Method Type LVBench Computation Limitations
VideoAgent Agent 29.3% Exhaustive + GPT Low accuracy
VideoTree Agent 28.8% Tree-based exhaustive Linear complexity
MemVid Agent 44.4% Memory-augmented Weak on some sub-tasks
Ego-R1 Agent+RL ~64.9% (VME) Caption every 30s High computation cost
AdaReTake-72B MLLM 53.3% Adaptive sampling 72B large model
LongVideo-R1 Agent+RL 50.0% ~10 navigation rounds Weak on global questions

Rating

  • Novelty: ⭐⭐⭐⭐ — The problem formulation of "low-cost long video understanding" and the hierarchical active navigation framework represent clear contributions.

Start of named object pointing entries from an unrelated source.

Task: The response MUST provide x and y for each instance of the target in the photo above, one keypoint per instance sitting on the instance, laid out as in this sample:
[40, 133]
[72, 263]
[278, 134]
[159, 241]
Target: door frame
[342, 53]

  • Experimental Thoroughness: ⭐⭐⭐⭐ — Three mainstream benchmarks, ultra-long video case studies, and multi-dimensional ablations (data scale / reward components / tool size / maximum rounds).
  • Writing Quality: ⭐⭐⭐⭐ — Motivation is clearly articulated, method description is complete, and algorithm pseudocode is well-formatted.
  • Value: ⭐⭐⭐⭐⭐ — Addresses the core efficiency bottleneck of long-video agents; fully open-source and reproducible, with direct implications for real-world deployment.